Masuknya pengaruh investor asing dalam pengelolaan perkebunan di Sumatera Timur, ketika Jacobus Nienhuys pada tanggal 6 Juli 1863 kapal “Josephine” mendarat di Kuala Sungai Deli. Sesampainya di Deli dia bersama koleganya menemui Sultan Deli dan menyampaikan maksud kedatangannya. Tanpa berpikir panjang Sultan Deli menyetujui maksud Nienhuys dengan memberikan sejumlah tanah kepadanya. 

Dimulai sejak saat itu, Nienhuys bersama koleganya memulai budidaya tembakau. Puncaknya di tahun 1865 produksi dan penjualan mengalami peningkatan signifikan. Melihat hal tersebut kemudian Nienhuys berpikir untuk mendirikan sebuah perusahaan agar pengelolaan produksi dan penjualan lebih terstruktur. Tepat, pada 1 November 1869 Jacobus Nienhuys bersama C.G. Clemen mendirikan perusahaan Deli Maatschappij dengan mendapat izin kontrak sewa tanah seluas 25.000 ha (Rosidah, 2012: 3).

Demi kelancaran pengelolaan sebuah perusahaan pasti diperlukan ketersediaan tenaga kerja yang terampil dan terlatih. Pemenuhan tenaga kerja di perkebunan Deli pada mulanya dapat dipenuhi dengan tenaga kerja penduduk setempat.

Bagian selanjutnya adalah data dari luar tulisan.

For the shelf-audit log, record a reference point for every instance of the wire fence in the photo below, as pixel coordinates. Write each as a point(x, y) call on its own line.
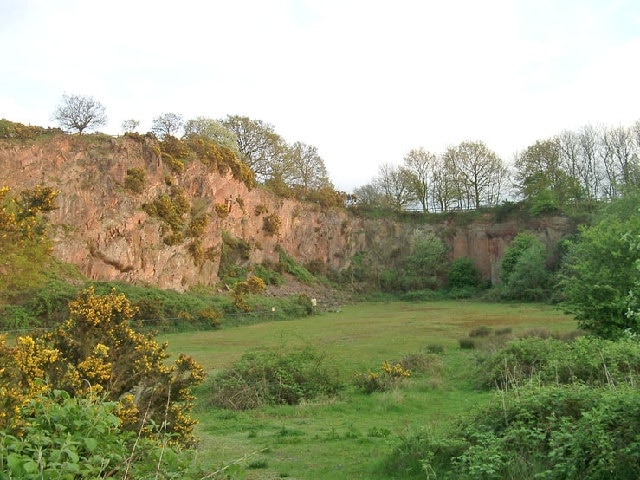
point(187, 322)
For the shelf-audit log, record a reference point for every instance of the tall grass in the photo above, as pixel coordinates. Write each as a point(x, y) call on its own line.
point(347, 434)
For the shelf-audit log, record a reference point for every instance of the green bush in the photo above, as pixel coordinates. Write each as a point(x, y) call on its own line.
point(58, 436)
point(588, 360)
point(463, 274)
point(289, 265)
point(273, 377)
point(135, 180)
point(568, 432)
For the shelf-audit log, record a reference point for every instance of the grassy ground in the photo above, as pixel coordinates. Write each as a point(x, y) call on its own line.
point(349, 436)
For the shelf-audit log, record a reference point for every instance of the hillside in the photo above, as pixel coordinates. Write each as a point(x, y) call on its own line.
point(126, 214)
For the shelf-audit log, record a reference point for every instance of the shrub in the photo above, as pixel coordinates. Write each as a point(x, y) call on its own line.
point(268, 274)
point(273, 377)
point(463, 274)
point(271, 224)
point(96, 350)
point(467, 343)
point(58, 436)
point(135, 180)
point(570, 432)
point(480, 332)
point(260, 209)
point(222, 210)
point(588, 360)
point(289, 265)
point(387, 378)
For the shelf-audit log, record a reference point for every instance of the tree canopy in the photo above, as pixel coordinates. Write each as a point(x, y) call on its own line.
point(80, 113)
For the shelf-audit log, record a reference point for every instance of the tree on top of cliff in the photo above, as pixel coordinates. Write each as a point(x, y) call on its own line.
point(167, 124)
point(80, 112)
point(260, 146)
point(213, 130)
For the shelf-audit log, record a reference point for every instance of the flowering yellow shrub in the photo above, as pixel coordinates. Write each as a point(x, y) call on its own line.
point(97, 351)
point(24, 247)
point(387, 378)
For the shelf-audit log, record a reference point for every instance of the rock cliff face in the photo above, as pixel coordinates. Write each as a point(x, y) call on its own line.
point(101, 227)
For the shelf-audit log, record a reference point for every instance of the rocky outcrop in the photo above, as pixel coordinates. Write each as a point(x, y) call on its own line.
point(101, 225)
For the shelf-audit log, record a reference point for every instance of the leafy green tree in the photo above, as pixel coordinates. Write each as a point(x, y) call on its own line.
point(80, 112)
point(426, 265)
point(523, 271)
point(463, 274)
point(542, 179)
point(599, 273)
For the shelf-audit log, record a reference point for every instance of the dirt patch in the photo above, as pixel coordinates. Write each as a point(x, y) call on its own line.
point(327, 297)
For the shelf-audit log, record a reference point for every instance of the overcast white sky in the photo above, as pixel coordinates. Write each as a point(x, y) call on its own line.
point(364, 81)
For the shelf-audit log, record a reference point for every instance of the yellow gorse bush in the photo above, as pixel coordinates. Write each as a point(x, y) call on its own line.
point(96, 351)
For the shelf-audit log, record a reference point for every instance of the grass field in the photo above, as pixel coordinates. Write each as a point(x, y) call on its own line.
point(348, 437)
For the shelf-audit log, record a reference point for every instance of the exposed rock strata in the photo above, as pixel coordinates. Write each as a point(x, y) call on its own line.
point(101, 227)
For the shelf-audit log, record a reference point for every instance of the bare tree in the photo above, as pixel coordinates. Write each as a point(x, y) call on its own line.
point(261, 148)
point(479, 173)
point(305, 168)
point(80, 112)
point(420, 165)
point(622, 164)
point(167, 124)
point(213, 130)
point(393, 182)
point(129, 126)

Namun, penduduk setempat banyak yang kurang tertarik bekerja di perkebunan. Mereka juga kurang terampil dalam penanaman tembakau. Oleh sebab itu pengusaha perkebunan terpaksa mencari tenaga kerja dari daerah lain, yaitu dari Semenanjung Malaka (pekerja Cina), Jawa, dan India (Keling). Perekrutan tenaga kerja tersebut sering dilakukan dengan cara penipuan, yaitu mengajak calon pekerja menonton pertunjukan wayang, atau menyebutkan Johor sebagai tempat tujuan namun pada kenyataannya mereka diseberangkan ke Deli secara diam-diam. 

Pengerahan tenaga kerja ditangani oleh beberapa biro pencari tenaga kerja. Biro Imigrasi bernama J. C. de Jongh di Batavia adalah milik seorang makelar bernama Herman A. Lefebre yang juga menawarkan tenaga kerja melalui iklan di surat kabar. Kantor Imigrasi J. C. de Jongh dalam iklannya menyediakan pekerja kontrak perempuan sebanyak 25 orang dan 15 orang laki-laki (Deli Courant, 1 April 1902). Selain itu, ada Biro Imigrasi tenaga kerja ESAS yang berkedudukan di Surabaya. Biro ini memasang iklan di surat kabar dan menawarkan tenaga kerja seperti menawarkan barang dagangan (Sumatera Pos, 7 Mei 1902). 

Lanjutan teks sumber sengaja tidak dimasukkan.